Implications and Future Directions

This research underscores the importance of aligning quantum compilation efforts closely with the underlying hardware capabilities, particularly in the context of near-term quantum computers. By leveraging pulse-level controls, the compiler they propose can substantially enhance both speed and fidelity, which are critical for practical quantum applications constrained by error rates and qubit lifetimes.

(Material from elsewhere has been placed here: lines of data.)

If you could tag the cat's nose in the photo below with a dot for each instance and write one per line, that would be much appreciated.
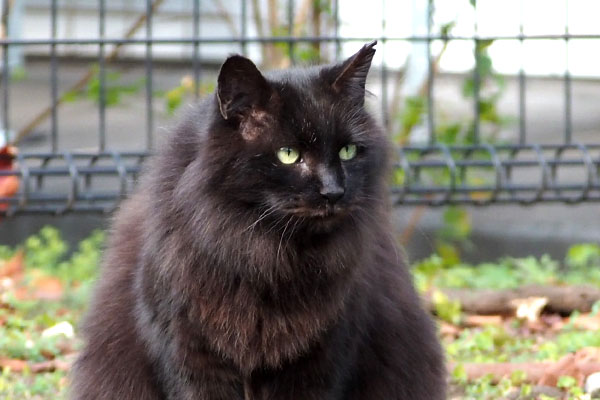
(332, 193)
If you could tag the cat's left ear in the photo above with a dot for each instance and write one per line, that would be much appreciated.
(349, 78)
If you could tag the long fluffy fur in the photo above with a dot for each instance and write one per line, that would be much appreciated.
(204, 295)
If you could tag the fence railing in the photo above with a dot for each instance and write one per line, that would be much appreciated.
(430, 173)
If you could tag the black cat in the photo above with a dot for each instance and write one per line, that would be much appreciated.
(257, 259)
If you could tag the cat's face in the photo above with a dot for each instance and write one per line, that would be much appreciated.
(302, 146)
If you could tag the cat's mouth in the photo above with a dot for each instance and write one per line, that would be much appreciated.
(326, 212)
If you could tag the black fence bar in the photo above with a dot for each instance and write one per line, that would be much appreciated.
(54, 76)
(430, 78)
(522, 85)
(80, 180)
(568, 85)
(290, 21)
(476, 80)
(384, 72)
(149, 77)
(282, 39)
(102, 79)
(196, 49)
(336, 29)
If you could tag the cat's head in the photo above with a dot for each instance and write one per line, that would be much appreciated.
(297, 143)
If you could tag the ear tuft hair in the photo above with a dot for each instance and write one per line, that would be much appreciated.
(240, 88)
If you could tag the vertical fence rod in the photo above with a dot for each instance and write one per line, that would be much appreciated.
(54, 78)
(336, 29)
(149, 80)
(244, 30)
(102, 79)
(5, 73)
(430, 75)
(522, 84)
(384, 73)
(290, 18)
(476, 80)
(196, 49)
(568, 84)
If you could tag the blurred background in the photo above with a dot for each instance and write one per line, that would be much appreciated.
(494, 102)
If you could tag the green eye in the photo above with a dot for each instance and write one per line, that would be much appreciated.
(288, 155)
(348, 152)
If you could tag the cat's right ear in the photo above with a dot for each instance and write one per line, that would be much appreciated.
(241, 88)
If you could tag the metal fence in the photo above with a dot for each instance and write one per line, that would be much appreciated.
(431, 173)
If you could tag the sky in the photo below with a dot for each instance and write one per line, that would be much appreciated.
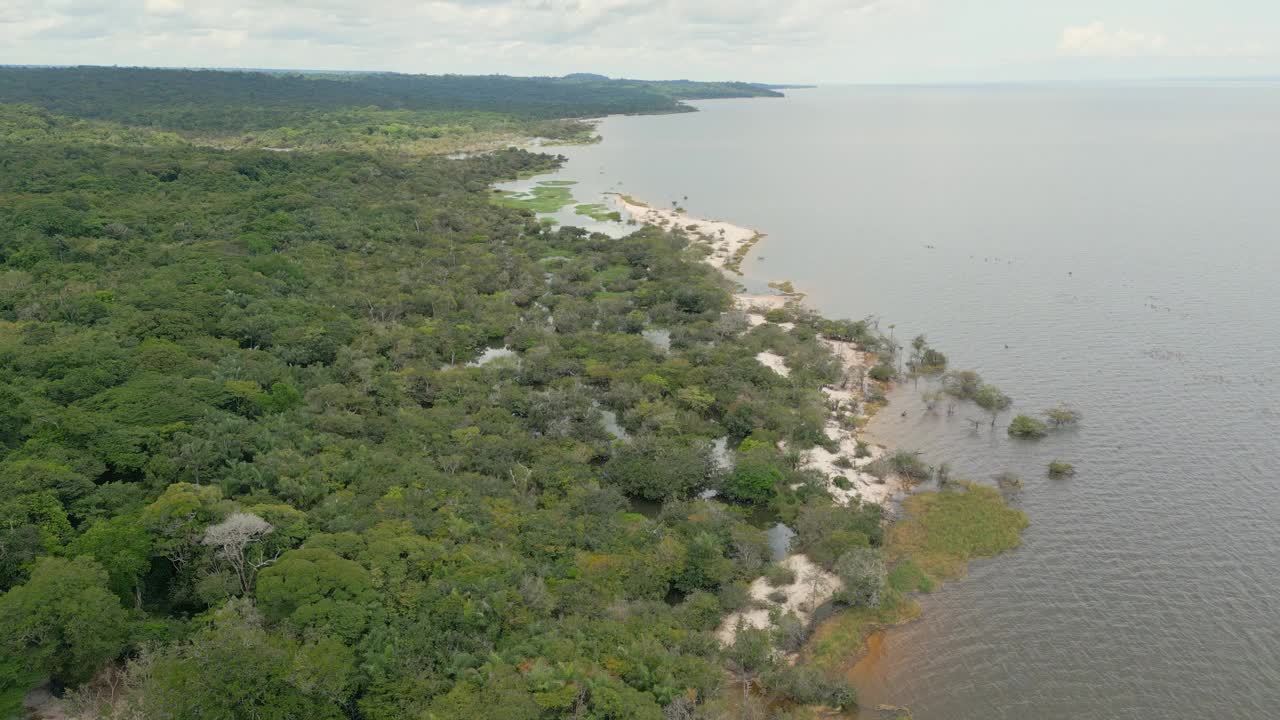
(819, 41)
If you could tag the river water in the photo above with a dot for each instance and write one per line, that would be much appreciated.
(1114, 247)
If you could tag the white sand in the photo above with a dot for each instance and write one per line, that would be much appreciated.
(803, 597)
(723, 238)
(725, 241)
(773, 361)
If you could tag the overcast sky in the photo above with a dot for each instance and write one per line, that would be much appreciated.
(775, 41)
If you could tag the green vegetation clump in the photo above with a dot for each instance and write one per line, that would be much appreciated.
(903, 463)
(882, 373)
(243, 427)
(1060, 469)
(944, 531)
(1009, 481)
(1063, 417)
(543, 197)
(940, 533)
(1027, 427)
(598, 212)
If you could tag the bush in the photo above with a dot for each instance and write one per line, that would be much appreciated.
(961, 383)
(1009, 481)
(932, 360)
(882, 373)
(1061, 417)
(863, 573)
(1059, 469)
(1025, 425)
(778, 575)
(824, 532)
(807, 686)
(753, 479)
(904, 463)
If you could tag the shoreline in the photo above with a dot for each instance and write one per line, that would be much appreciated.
(813, 587)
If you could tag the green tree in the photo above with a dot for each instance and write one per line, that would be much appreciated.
(1025, 425)
(316, 588)
(234, 669)
(992, 400)
(62, 624)
(123, 548)
(656, 468)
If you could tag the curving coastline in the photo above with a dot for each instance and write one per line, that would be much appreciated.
(813, 586)
(840, 642)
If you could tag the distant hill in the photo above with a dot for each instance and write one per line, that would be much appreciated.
(224, 100)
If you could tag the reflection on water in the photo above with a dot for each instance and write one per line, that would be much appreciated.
(780, 541)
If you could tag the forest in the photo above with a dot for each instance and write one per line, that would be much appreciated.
(255, 459)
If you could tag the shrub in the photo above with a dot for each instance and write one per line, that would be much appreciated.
(904, 464)
(1059, 469)
(778, 575)
(754, 479)
(1009, 481)
(808, 686)
(824, 532)
(961, 383)
(932, 361)
(882, 373)
(863, 573)
(1061, 417)
(1025, 425)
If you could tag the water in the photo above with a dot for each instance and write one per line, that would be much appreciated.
(1112, 247)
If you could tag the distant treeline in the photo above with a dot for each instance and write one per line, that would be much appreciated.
(229, 101)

In terms of practical implications, the presented techniques are immediately implementable on current hardware compatible with OpenPulse, encouraging widespread adoption. Theoretically, this work suggests a paradigm shift in quantum compilation strategies moving beyond gate-level abstractions to more hardware-tailored solutions.

Future directions could include the extension of these techniques to other forms of quantum hardware and further exploration of qudit operation benefits. As more quantum hardware becomes accessible with similar control functionalities, this approach may become a foundational methodology for quantum compilation in the near-term era. The proposed techniques also offer a potential bridge to more robust implementations of QOC as experimental barriers are overcome.